1. The FDM process does not use laser, so it is easy to use and maintain, and the cost is low.

2. Prototypes of parts formed with wax can be directly used for lost wax casting.

3. The prototype made with ABS is widely used in product design, testing and evaluation due to its high strength.

4. Since the deposition of molten material represented by the FDM process has some significant advantages, the process is extremely rapid.

  Fourth, laser cladding molding (lcf) technology

　　 The working principle of lcf technology is basically the same as that of other rapid prototyping technologies. It is also through the numerical control of the worktable to realize the scanning and cladding of the powder by the laser beam, and finally the parts with the required shape are formed. The results show that the factors such as part slicing method, laser cladding layer thickness, laser output power, spot size, light intensity distribution, scanning speed, scanning interval, scanning mode, powder feeding device, powder feeding amount and powder particle size are all correct. The accuracy and strength of the formed part has an effect.

The difference from other rapid prototyping technologies is that laser cladding can be made into very dense metal parts with strengths that exceed or exceed those produced by conventional casting or forging methods, and thus have good application prospects.

Five, laser near shape (LENS) technology

　　 LENS technology combines SLS technology with LCF technology and maintains the advantages of both technologies. The metal powder chosen has three forms:

1. Single metal;

2. Metal plus low melting point metal binder;

3. Metal plus organic binder. Since the powder coating method is employed, the metal after laser sintering has a low density, a high porosity, and a low strength regardless of the type of powder used. To increase the strength of the sintered part, post-treatment, such as impregnating the resin, low-melting metal, or hot isostatic pressing, must be performed. But these post-processing will change the accuracy of the metal parts.

Sixth, laser sheet laminate manufacturing (LOM) technology

　　 LOM technology is a new type of rapid prototyping technology commonly used to make molds. The principle is to first cut the metal foil with a high-power laser beam, then superimpose the multi-layered sheet, and gradually change its shape to finally obtain the solid geometry of the desired prototype.

The LOM technology produces a die, which costs about 1/2 less than the conventional method, and the production cycle is greatly shortened. It is used to make composite molds, thin material molds, progressive molds, etc., and the economic benefits are also very significant. This technology has been widely used abroad.
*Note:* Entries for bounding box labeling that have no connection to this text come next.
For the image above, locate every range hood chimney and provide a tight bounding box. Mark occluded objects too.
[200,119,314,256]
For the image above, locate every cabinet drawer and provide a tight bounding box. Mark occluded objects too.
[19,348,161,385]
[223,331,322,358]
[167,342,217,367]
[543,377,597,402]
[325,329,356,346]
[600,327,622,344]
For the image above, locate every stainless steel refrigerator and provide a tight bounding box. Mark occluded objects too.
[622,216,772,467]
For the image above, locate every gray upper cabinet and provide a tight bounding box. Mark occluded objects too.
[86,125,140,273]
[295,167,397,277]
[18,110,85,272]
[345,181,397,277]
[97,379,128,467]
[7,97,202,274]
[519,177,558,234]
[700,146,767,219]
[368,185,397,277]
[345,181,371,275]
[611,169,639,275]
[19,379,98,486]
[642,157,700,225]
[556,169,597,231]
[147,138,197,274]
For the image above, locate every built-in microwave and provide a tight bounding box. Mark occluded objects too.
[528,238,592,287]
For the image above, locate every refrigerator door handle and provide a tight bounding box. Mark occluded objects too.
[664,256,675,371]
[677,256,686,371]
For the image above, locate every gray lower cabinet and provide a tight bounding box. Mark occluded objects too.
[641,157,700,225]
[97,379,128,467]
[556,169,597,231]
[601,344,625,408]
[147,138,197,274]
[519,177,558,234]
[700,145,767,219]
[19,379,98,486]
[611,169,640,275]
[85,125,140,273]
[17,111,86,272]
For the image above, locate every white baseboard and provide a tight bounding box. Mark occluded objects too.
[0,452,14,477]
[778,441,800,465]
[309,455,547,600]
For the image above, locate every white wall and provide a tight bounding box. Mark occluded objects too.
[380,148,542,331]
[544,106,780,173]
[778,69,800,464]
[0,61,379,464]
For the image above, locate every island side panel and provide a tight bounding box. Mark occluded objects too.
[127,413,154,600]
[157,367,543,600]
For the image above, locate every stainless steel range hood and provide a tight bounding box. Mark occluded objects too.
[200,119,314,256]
Seven, laser induced thermal stress forming (LF) technology

　　 The principle of LF technology is based on the characteristics of thermal expansion and contraction of metal, that is, uneven heating of the material to produce predetermined plastic deformation. This technology has the following characteristics:

1. No mold forming: short production cycle and high flexibility, especially suitable for the production of single-piece small batch or large workpieces;

2, no external force molding: the root of material deformation lies in its internal thermal stress;

3, non-contact molding: high molding precision, no tool wear, can be used for the manufacture of precision parts;

4. Thermal cumulative molding: It can form difficult-to-deform materials or high-hardening index metals at normal temperature, and can produce self-cooling hardening effect, which can improve the structure and properties of materials in the deformation zone.

German scholars m.geiger and f.vollertsen have done a lot of research on the composite processing of laser forming and other processing methods. At present, this technology has been applied to the flexible leveling of automobile covers and the molding of other shaped parts.